The first is due to your own cognitive-biases. Because there’s so much going on around us we can only perceive a small amount of the outside world and our sensory experiences at a time. Can you imagine how crazy you’d go if you had to simultaneously perceive your fingernails growing, each blink of your eyes, your heart beating, your breathing, and the need to constantly be swallowing your spit?
For that reason we’ve developed a mechanism through which to filter reality called the Reticular Activation System (commonly abbreviated RAS). This process of filtering reality functions by bringing to your conscious attention only what you’re likely to perceive as having value.
If you’re being chased by a lion you’re going to be racking your brain for ways to escape rather than worrying about the fragrances being given off by the flowers. If you’re listening to a boring presentation at work and a stunning model in a bikini walks into the room you’re probably going to find it difficult to direct your attention towards your coworker’s powerpoint.
However, while this subconscious process of filterization is typically beneficial it can cause you to misattribute characteristics to the people in your life. This is a major cause of celebrity worship.
People put a public figure on a pedestal, and once this has occurred it becomes almost impossible to change their opinion of this person because they can no longer reliably perceive and identify the celebrity’s flaws and negative attributes. When you believe a person is a god, or somehow above you; you tend to overlook the mistakes they’ve made and the fact that they’re not a perfect person.
In the same way, however, you can also misattribute negative characteristics to someone. You can ask yourself why your coworker is always such an asshole to you when he seems to be nice to everyone else.
However, by doing so you’re doing two things. First you’re establishing a filter of reality that’s biased to produce a negative experience for you.
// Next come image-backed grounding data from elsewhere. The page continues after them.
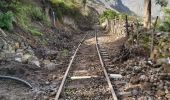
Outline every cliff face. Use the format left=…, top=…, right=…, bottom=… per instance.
left=91, top=0, right=170, bottom=18
left=95, top=0, right=133, bottom=14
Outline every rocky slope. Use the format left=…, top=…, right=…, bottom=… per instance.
left=90, top=0, right=170, bottom=18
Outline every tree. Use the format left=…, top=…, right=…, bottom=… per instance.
left=143, top=0, right=151, bottom=29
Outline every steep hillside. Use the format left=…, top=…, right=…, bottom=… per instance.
left=89, top=0, right=133, bottom=14
left=90, top=0, right=170, bottom=18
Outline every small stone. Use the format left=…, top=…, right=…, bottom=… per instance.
left=45, top=81, right=50, bottom=85
left=165, top=93, right=170, bottom=99
left=22, top=54, right=32, bottom=62
left=164, top=86, right=168, bottom=90
left=158, top=83, right=164, bottom=90
left=133, top=66, right=142, bottom=73
left=140, top=75, right=147, bottom=81
left=43, top=96, right=48, bottom=100
left=156, top=90, right=166, bottom=97
left=15, top=57, right=22, bottom=62
left=165, top=89, right=169, bottom=94
left=141, top=82, right=151, bottom=90
left=52, top=75, right=57, bottom=79
left=15, top=42, right=20, bottom=49
left=50, top=92, right=56, bottom=96
left=132, top=89, right=138, bottom=96
left=130, top=76, right=140, bottom=84
left=157, top=97, right=162, bottom=100
left=43, top=60, right=57, bottom=70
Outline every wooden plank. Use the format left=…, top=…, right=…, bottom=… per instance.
left=104, top=59, right=110, bottom=62
left=107, top=65, right=115, bottom=67
left=110, top=74, right=123, bottom=79
left=70, top=76, right=98, bottom=80
left=95, top=31, right=118, bottom=100
left=55, top=34, right=87, bottom=100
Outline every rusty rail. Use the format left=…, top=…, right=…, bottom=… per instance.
left=95, top=30, right=118, bottom=100
left=54, top=34, right=87, bottom=100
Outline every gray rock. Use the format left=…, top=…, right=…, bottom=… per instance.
left=22, top=53, right=32, bottom=62
left=132, top=89, right=138, bottom=96
left=0, top=38, right=6, bottom=50
left=158, top=82, right=164, bottom=90
left=43, top=60, right=58, bottom=70
left=140, top=75, right=147, bottom=81
left=133, top=66, right=142, bottom=73
left=156, top=90, right=166, bottom=97
left=28, top=56, right=40, bottom=67
left=15, top=57, right=22, bottom=62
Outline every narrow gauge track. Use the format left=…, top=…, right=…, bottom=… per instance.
left=55, top=31, right=118, bottom=100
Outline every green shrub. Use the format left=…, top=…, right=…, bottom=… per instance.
left=30, top=7, right=45, bottom=21
left=29, top=28, right=43, bottom=36
left=159, top=7, right=170, bottom=32
left=0, top=11, right=13, bottom=30
left=50, top=0, right=81, bottom=20
left=99, top=10, right=119, bottom=23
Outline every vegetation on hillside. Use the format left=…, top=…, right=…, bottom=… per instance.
left=99, top=10, right=119, bottom=23
left=0, top=0, right=50, bottom=36
left=49, top=0, right=82, bottom=20
left=159, top=7, right=170, bottom=32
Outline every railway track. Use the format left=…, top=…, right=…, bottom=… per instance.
left=54, top=30, right=118, bottom=100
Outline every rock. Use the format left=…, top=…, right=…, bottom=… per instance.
left=50, top=91, right=56, bottom=96
left=43, top=60, right=58, bottom=70
left=26, top=46, right=34, bottom=55
left=163, top=63, right=170, bottom=73
left=52, top=75, right=57, bottom=79
left=118, top=92, right=132, bottom=97
left=45, top=50, right=58, bottom=55
left=45, top=81, right=50, bottom=85
left=165, top=89, right=169, bottom=94
left=132, top=89, right=138, bottom=96
left=42, top=96, right=48, bottom=100
left=141, top=82, right=152, bottom=90
left=158, top=82, right=164, bottom=90
left=156, top=32, right=163, bottom=36
left=138, top=96, right=148, bottom=100
left=14, top=42, right=20, bottom=50
left=30, top=60, right=40, bottom=67
left=22, top=54, right=32, bottom=62
left=140, top=75, right=148, bottom=81
left=15, top=51, right=23, bottom=62
left=165, top=93, right=170, bottom=99
left=29, top=56, right=40, bottom=67
left=156, top=90, right=166, bottom=97
left=15, top=57, right=22, bottom=62
left=148, top=97, right=154, bottom=100
left=133, top=66, right=142, bottom=73
left=0, top=28, right=7, bottom=37
left=0, top=38, right=6, bottom=50
left=130, top=76, right=140, bottom=84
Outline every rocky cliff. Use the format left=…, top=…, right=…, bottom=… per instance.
left=90, top=0, right=170, bottom=18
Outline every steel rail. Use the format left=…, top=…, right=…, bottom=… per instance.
left=55, top=34, right=87, bottom=100
left=95, top=30, right=118, bottom=100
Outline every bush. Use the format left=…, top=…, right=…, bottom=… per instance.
left=29, top=28, right=43, bottom=36
left=159, top=7, right=170, bottom=32
left=30, top=7, right=46, bottom=21
left=99, top=10, right=119, bottom=23
left=0, top=11, right=13, bottom=30
left=50, top=0, right=81, bottom=20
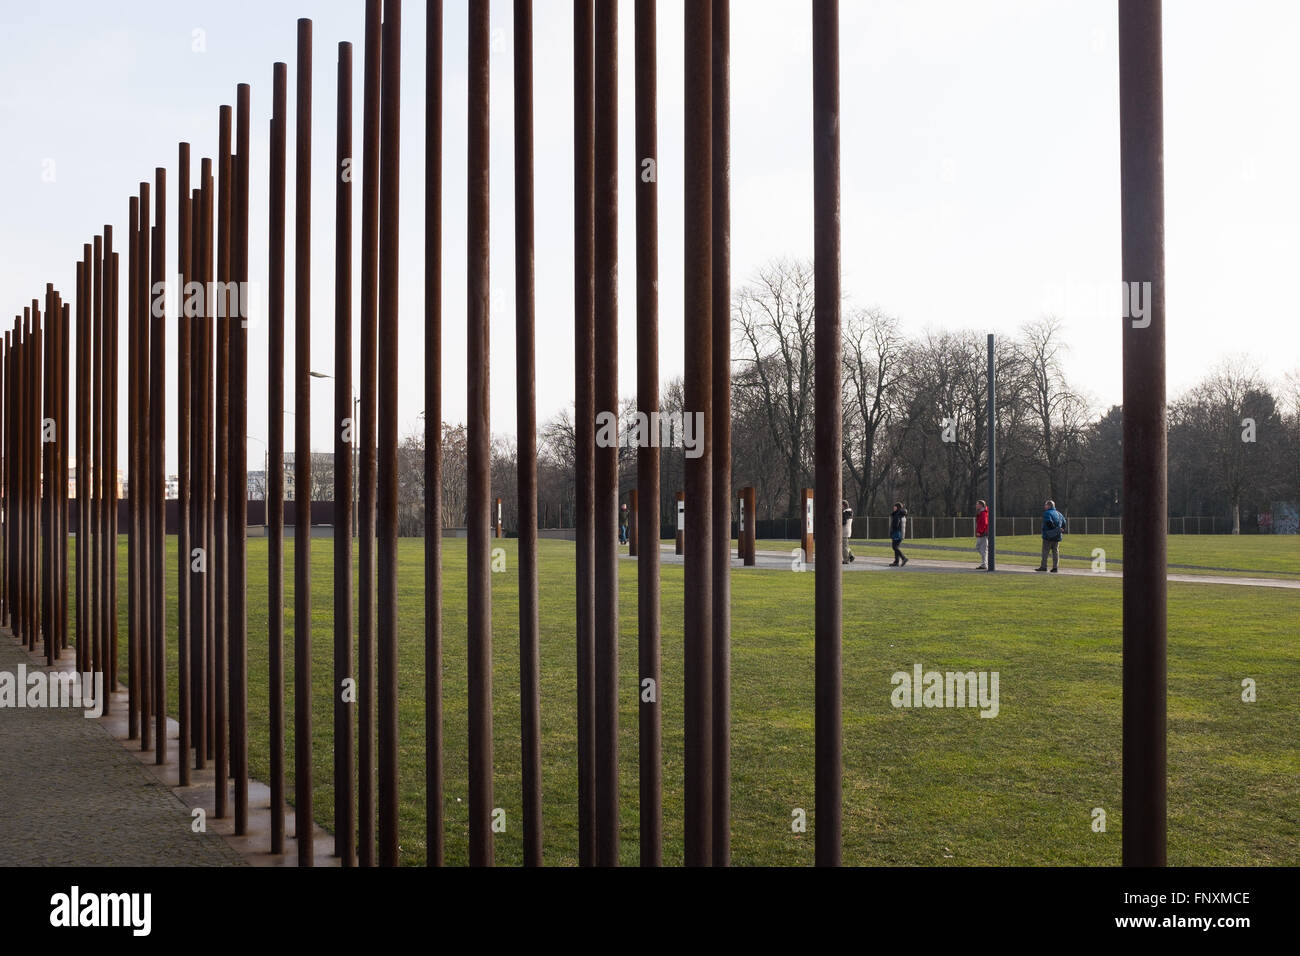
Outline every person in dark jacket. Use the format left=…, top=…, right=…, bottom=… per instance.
left=889, top=502, right=908, bottom=566
left=1036, top=499, right=1066, bottom=572
left=975, top=499, right=990, bottom=569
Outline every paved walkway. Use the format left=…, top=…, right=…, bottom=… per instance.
left=641, top=544, right=1300, bottom=590
left=0, top=631, right=243, bottom=866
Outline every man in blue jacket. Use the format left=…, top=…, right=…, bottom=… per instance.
left=1036, top=499, right=1066, bottom=573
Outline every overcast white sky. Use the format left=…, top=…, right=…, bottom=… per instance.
left=2, top=0, right=1298, bottom=475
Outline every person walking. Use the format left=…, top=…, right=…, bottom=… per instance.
left=619, top=503, right=629, bottom=545
left=975, top=499, right=990, bottom=569
left=1036, top=498, right=1066, bottom=573
left=841, top=499, right=855, bottom=564
left=889, top=502, right=908, bottom=566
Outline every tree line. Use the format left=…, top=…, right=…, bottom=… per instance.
left=381, top=257, right=1300, bottom=536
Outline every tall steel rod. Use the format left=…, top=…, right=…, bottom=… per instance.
left=333, top=41, right=356, bottom=868
left=215, top=106, right=232, bottom=811
left=177, top=143, right=193, bottom=786
left=107, top=254, right=118, bottom=690
left=95, top=239, right=105, bottom=680
left=357, top=0, right=382, bottom=869
left=592, top=0, right=619, bottom=868
left=1118, top=0, right=1167, bottom=869
left=710, top=0, right=731, bottom=866
left=377, top=0, right=403, bottom=869
left=231, top=83, right=251, bottom=834
left=76, top=259, right=88, bottom=680
left=42, top=285, right=53, bottom=666
left=62, top=295, right=71, bottom=658
left=465, top=0, right=493, bottom=869
left=190, top=180, right=205, bottom=763
left=987, top=334, right=996, bottom=572
left=293, top=19, right=314, bottom=865
left=100, top=235, right=112, bottom=706
left=201, top=163, right=216, bottom=765
left=0, top=330, right=6, bottom=633
left=812, top=0, right=843, bottom=867
left=513, top=0, right=541, bottom=867
left=634, top=0, right=661, bottom=867
left=192, top=169, right=209, bottom=770
left=424, top=0, right=445, bottom=870
left=683, top=0, right=713, bottom=867
left=268, top=60, right=288, bottom=854
left=135, top=186, right=151, bottom=752
left=150, top=169, right=167, bottom=766
left=92, top=237, right=103, bottom=676
left=572, top=0, right=597, bottom=868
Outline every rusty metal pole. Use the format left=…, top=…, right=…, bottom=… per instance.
left=1119, top=0, right=1167, bottom=869
left=107, top=257, right=118, bottom=689
left=573, top=0, right=596, bottom=867
left=987, top=334, right=996, bottom=572
left=633, top=0, right=661, bottom=867
left=125, top=200, right=137, bottom=733
left=358, top=0, right=382, bottom=869
left=135, top=185, right=151, bottom=752
left=683, top=0, right=713, bottom=868
left=93, top=244, right=104, bottom=678
left=215, top=105, right=231, bottom=810
left=64, top=295, right=71, bottom=656
left=29, top=305, right=39, bottom=653
left=333, top=41, right=356, bottom=868
left=268, top=60, right=288, bottom=854
left=42, top=285, right=53, bottom=666
left=592, top=0, right=619, bottom=868
left=73, top=261, right=85, bottom=677
left=91, top=238, right=103, bottom=674
left=150, top=169, right=167, bottom=766
left=377, top=0, right=403, bottom=868
left=424, top=0, right=445, bottom=870
left=231, top=83, right=251, bottom=834
left=294, top=19, right=314, bottom=865
left=0, top=331, right=6, bottom=632
left=191, top=176, right=206, bottom=769
left=812, top=0, right=843, bottom=867
left=201, top=163, right=216, bottom=765
left=513, top=0, right=542, bottom=868
left=101, top=233, right=113, bottom=706
left=17, top=310, right=24, bottom=648
left=178, top=144, right=193, bottom=786
left=710, top=0, right=731, bottom=866
left=60, top=294, right=69, bottom=658
left=0, top=332, right=5, bottom=632
left=465, top=0, right=494, bottom=869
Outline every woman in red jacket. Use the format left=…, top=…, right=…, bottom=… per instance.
left=975, top=500, right=990, bottom=570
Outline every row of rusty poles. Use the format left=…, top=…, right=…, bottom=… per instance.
left=2, top=0, right=1166, bottom=869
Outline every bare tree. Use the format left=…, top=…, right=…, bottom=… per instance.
left=842, top=307, right=903, bottom=514
left=734, top=258, right=816, bottom=517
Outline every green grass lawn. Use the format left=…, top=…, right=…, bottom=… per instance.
left=758, top=533, right=1300, bottom=578
left=85, top=534, right=1299, bottom=866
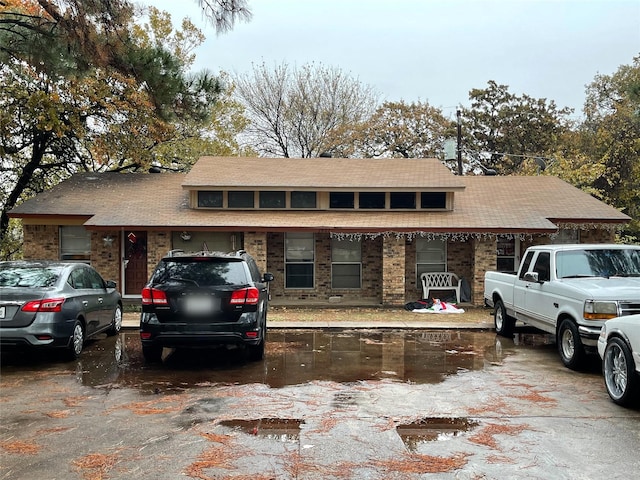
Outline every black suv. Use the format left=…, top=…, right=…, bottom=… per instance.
left=139, top=250, right=274, bottom=362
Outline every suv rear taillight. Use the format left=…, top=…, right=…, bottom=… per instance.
left=141, top=287, right=169, bottom=306
left=229, top=287, right=259, bottom=305
left=21, top=298, right=65, bottom=313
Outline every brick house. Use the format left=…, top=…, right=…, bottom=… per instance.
left=9, top=157, right=629, bottom=306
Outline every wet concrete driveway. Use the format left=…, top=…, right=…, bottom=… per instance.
left=1, top=328, right=639, bottom=479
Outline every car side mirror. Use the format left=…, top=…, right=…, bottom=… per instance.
left=263, top=273, right=274, bottom=282
left=523, top=272, right=540, bottom=283
left=105, top=280, right=117, bottom=289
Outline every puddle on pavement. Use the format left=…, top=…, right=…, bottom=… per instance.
left=397, top=417, right=479, bottom=452
left=218, top=418, right=303, bottom=442
left=0, top=328, right=530, bottom=392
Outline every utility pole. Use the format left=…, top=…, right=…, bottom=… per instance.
left=456, top=109, right=463, bottom=175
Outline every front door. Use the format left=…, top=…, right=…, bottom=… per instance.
left=124, top=231, right=147, bottom=296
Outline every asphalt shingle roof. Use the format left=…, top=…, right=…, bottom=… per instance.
left=183, top=157, right=466, bottom=190
left=10, top=159, right=629, bottom=233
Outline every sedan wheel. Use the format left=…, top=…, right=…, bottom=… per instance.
left=66, top=321, right=85, bottom=360
left=107, top=305, right=122, bottom=336
left=603, top=337, right=639, bottom=406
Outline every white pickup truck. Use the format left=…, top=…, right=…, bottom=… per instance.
left=484, top=244, right=640, bottom=370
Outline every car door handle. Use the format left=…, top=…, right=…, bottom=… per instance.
left=97, top=297, right=104, bottom=304
left=82, top=301, right=89, bottom=307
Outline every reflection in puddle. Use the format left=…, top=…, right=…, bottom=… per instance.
left=218, top=418, right=303, bottom=442
left=397, top=417, right=479, bottom=452
left=1, top=329, right=519, bottom=392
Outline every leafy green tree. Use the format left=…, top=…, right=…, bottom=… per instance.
left=0, top=1, right=249, bottom=257
left=330, top=100, right=456, bottom=160
left=233, top=62, right=378, bottom=158
left=460, top=81, right=573, bottom=175
left=579, top=57, right=640, bottom=242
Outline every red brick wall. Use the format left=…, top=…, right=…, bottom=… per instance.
left=23, top=225, right=58, bottom=260
left=90, top=231, right=120, bottom=288
left=244, top=232, right=268, bottom=273
left=382, top=236, right=405, bottom=306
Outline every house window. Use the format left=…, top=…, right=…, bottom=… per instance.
left=259, top=191, right=286, bottom=208
left=359, top=192, right=385, bottom=209
left=416, top=238, right=446, bottom=283
left=60, top=226, right=91, bottom=262
left=331, top=238, right=361, bottom=288
left=228, top=191, right=254, bottom=208
left=390, top=192, right=416, bottom=209
left=285, top=233, right=314, bottom=288
left=420, top=192, right=446, bottom=209
left=197, top=191, right=223, bottom=208
left=497, top=237, right=520, bottom=272
left=330, top=192, right=354, bottom=209
left=291, top=191, right=316, bottom=208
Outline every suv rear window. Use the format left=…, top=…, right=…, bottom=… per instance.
left=151, top=258, right=249, bottom=286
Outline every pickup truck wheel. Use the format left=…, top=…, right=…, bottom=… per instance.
left=557, top=319, right=585, bottom=370
left=494, top=300, right=515, bottom=337
left=602, top=337, right=639, bottom=406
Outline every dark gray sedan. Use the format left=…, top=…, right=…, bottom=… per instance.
left=0, top=261, right=122, bottom=359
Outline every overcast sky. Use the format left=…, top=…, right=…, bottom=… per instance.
left=141, top=0, right=640, bottom=120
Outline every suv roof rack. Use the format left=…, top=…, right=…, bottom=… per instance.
left=165, top=250, right=240, bottom=258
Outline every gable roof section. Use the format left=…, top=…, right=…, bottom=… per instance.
left=10, top=169, right=629, bottom=234
left=182, top=157, right=466, bottom=191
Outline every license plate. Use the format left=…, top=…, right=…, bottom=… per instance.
left=184, top=296, right=217, bottom=314
left=0, top=306, right=5, bottom=319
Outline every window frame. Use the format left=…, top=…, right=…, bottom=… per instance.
left=496, top=237, right=520, bottom=272
left=60, top=226, right=91, bottom=262
left=259, top=191, right=286, bottom=208
left=415, top=238, right=447, bottom=284
left=228, top=190, right=255, bottom=208
left=331, top=238, right=362, bottom=289
left=284, top=233, right=315, bottom=289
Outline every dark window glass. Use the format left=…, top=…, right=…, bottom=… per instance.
left=330, top=192, right=354, bottom=209
left=518, top=251, right=535, bottom=279
left=390, top=192, right=416, bottom=209
left=332, top=264, right=361, bottom=288
left=197, top=191, right=223, bottom=208
left=259, top=191, right=286, bottom=208
left=286, top=264, right=314, bottom=288
left=420, top=192, right=447, bottom=209
left=152, top=259, right=248, bottom=286
left=84, top=268, right=105, bottom=289
left=291, top=191, right=316, bottom=208
left=228, top=191, right=254, bottom=208
left=533, top=252, right=551, bottom=282
left=359, top=192, right=385, bottom=209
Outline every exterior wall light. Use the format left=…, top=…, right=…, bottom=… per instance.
left=103, top=235, right=115, bottom=246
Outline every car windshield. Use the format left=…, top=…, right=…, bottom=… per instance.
left=0, top=265, right=62, bottom=288
left=556, top=249, right=640, bottom=278
left=152, top=258, right=248, bottom=286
This is perhaps the least intelligent thing you could ever do. By placing someone into this box, you’re likely to perceive them behaving in accordance with that which you’ve projected onto them because your RAS will filter out most, if not all the moments you could have perceived them not being an asshole. This may be the most prevalent reason you could see someone as a jerk when everyone else seems to love them.
Second is perhaps the most profound insight you’ll ever have in regards to your interactions with other human beings. Because the world is your mirror, when you create a mental construct of someone being mean, or otherwise unlikable you are actually creating that reality for yourself.
By thinking of someone as being mean you’ve both skewed your RAS as well as changed the way in which you’ll act towards them even if only subconsciously. You may not consciously behave in a hostile manner towards him or her, but your sub-communications will change even if only subtly.
You may be more demanding of them, take a more aggressive tone towards them, or otherwise refuse to express your personality towards them in the most positive manner you’re capable of.
Regardless of your specific behavioral traits that have changed the end result it that you’ll be expressing a less than optimal side of yourself and because of this you’ll experience an inoptimal side of their personality, and an even more negatively skewed perception of who that person really is.
Although we’d like to think otherwise, the majority of douchebags and disagreeable people in our lives are only the way they are because we’ve labeled and made them that way. The truth is that the people you deem to be your worst enemies are often your own creation.